Were visits to the library an important part of your childhood?

by compound complex 23 Replies latest jw friends

  • compound complex
    compound complex

    Greetings, fellow bibliophiles:

    I remember how sad I was, as a little child, when our beloved Carnegie Library was razed (unsafe, structurally). The same tragedy occurred when we moved to a new town and that similar architectural treasure was demolished to put up a new and gleaming building of steel and glass. Gone was the rolling green lawn where we read under the shade of a huge and ancient oak.

    All the sadness aside, our continued use of literary and musical gems (we had a separate section where we could listen to classical LPs) relocated inside the replacement buildings was what truly mattered.

    While we may find the vastness of knowledge available to us at home through the Internet very useful, still, there was nothing like our first discovery of new and alien worlds within the leaves of thousands upon thousands of books residing in the library's sacred walls.

    Your experiences are requested.

  • carla

    Me & my kids were regulars at the library! Haven't been in awhile but still go on occasion. Our library has a book sale every year and when the kids were little we would stock up on the discarded books. I still have boxes of them and have real difficulty getting rid of books. I guess it is getting easier with adult books because you can always read on Kindle but there is nothing like a real book and a child in your lap.

  • scratchme1010

    In my case was more about lack of access and my parents' lower literacy level, which influenced their decisions around giving us access to additional resources. I was in a mediocre public school system that didn't promote any kind of additional extracurricular activities, and librarians who couldn't be more lazy and careless about actually doing their jobs.

    The JW angle was only one of many in my case.

  • compound complex
    compound complex

    Thank you, Carla, for a wonderful account!

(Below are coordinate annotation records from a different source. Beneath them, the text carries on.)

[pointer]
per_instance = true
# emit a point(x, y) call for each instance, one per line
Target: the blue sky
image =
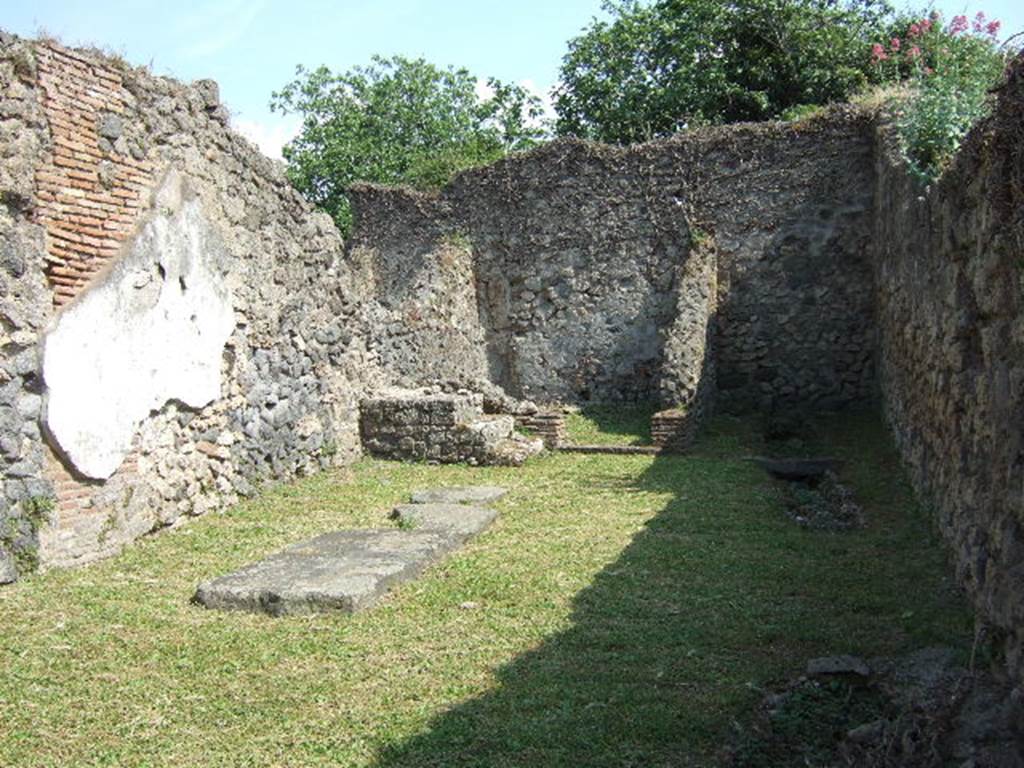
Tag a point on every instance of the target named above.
point(251, 47)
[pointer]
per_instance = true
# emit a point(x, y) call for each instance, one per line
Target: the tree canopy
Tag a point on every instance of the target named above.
point(397, 121)
point(656, 68)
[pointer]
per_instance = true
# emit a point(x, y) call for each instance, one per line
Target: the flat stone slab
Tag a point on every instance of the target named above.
point(459, 495)
point(455, 521)
point(344, 570)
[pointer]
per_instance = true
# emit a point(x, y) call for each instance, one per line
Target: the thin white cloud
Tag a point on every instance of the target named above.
point(268, 136)
point(216, 26)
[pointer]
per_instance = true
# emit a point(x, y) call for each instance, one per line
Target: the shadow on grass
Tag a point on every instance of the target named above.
point(715, 596)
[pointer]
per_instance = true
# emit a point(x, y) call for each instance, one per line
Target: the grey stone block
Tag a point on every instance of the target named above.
point(457, 522)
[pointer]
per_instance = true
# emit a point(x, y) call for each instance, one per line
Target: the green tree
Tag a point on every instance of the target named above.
point(397, 121)
point(655, 68)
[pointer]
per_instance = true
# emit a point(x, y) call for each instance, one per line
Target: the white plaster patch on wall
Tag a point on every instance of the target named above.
point(152, 331)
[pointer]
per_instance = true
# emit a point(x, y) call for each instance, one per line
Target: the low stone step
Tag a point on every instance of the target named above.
point(346, 570)
point(617, 450)
point(459, 495)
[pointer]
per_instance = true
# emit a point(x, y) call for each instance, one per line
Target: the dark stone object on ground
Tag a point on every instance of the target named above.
point(8, 571)
point(798, 469)
point(824, 505)
point(842, 665)
point(918, 711)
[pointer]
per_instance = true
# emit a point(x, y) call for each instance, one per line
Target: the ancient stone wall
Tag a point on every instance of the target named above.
point(950, 321)
point(442, 427)
point(415, 281)
point(586, 283)
point(177, 323)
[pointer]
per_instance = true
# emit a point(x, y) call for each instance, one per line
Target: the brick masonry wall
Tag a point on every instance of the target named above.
point(94, 184)
point(103, 137)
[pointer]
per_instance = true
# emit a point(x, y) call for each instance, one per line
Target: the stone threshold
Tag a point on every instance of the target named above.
point(616, 450)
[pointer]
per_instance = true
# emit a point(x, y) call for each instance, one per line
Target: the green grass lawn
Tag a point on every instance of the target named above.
point(623, 611)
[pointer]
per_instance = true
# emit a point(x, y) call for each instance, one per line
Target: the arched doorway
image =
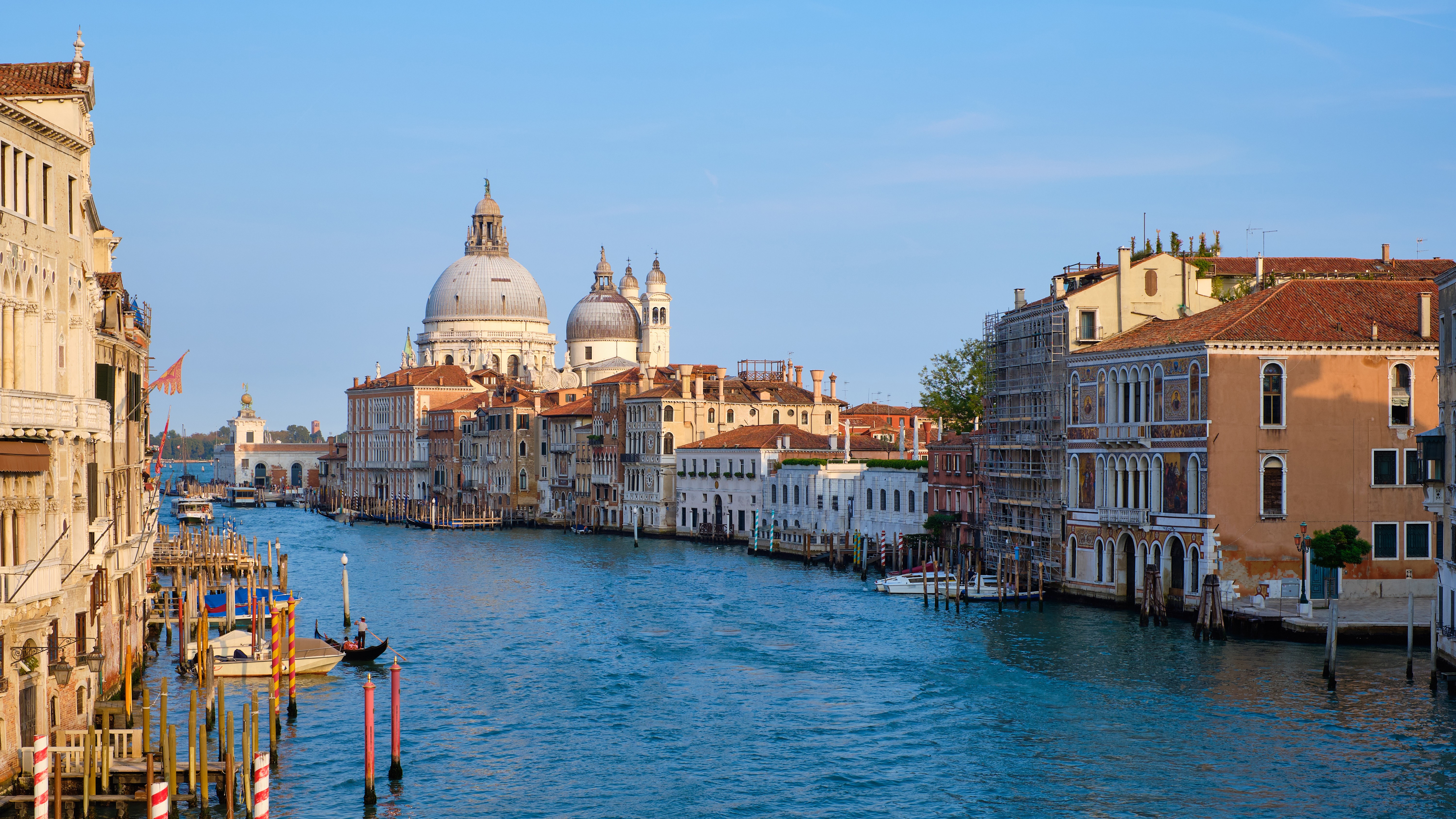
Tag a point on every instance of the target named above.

    My dearly departed mom introduced me to literature and the library. Her surviving brother, my uncle, continues to send me books, having taken her place. At Friends of the Library I bought one of Mom's favorites, that originally cost $5.00, way back in 1954. I got it for one dollar.

    That book has taken me back home.

  • compound complex
    compound complex

    Thanks, scratchme, for that insight.

    I can see, through your comment, that having been a born-in (am I correct?), your influences would have been vastly different. Funny how on my mom's bed -- our at-home library -- were scattered Bibles, movie rags, Astrology Today, The Good Earth, The Egg and I, The Watchtower, Awake!, etc.

    Obviously, we were not JWs then!

  • slimboyfat

    Yes very much so. I read every book about Native Americans I could find at my local library. This meant persuading the librarians to allow me to use the adult section because they had a wider selection when I was technically too young to qualify. In the end they ordered more books on the subject for my benefit.

  • Bill Covert
    Bill Covert

    Horatio Hornblower, Max Brand, Zane Grey, "Audel's" tool books, good stuff to escape into.

  • jp1692

    They were and still are.

    My love of reading began as a child.

    My older sister, a teacher, has oft commented that I read more than anyone else she knows.

  • Xanthippe

    Oh yes! I fought my brother over who was going to read the Narnia books first. Also Alan Garner books, The Weird Stone of Brisingamen, The Owl Service. Famous Five and Secret Seven books as well. The Hobbit when I was a teenager.

    Then as a teenager I picked up my dad's science fiction books and enjoyed them. So off to the library to discover Isaac Asimov and Atthur C Clarke.

    I work in a beautiful Carnegie library now.

  • JeffT

    I wasn't raised JW. Trips to the library were a regular thing as far back as I can remember. I just looked it up, I don't think the library we went to has changed at all. By the time we moved I think I'd read everything they had on astronomy, mythology, and WWII, plus a lot of fiction relating to those subjects.

    Image result for cooperstown+NY+library

    Even after I became a JW I continued going to the library. By that time I was working for Washington State University and had access to something over two million volumes. I never looked up JW's. Go figure. I still go to the library frequently.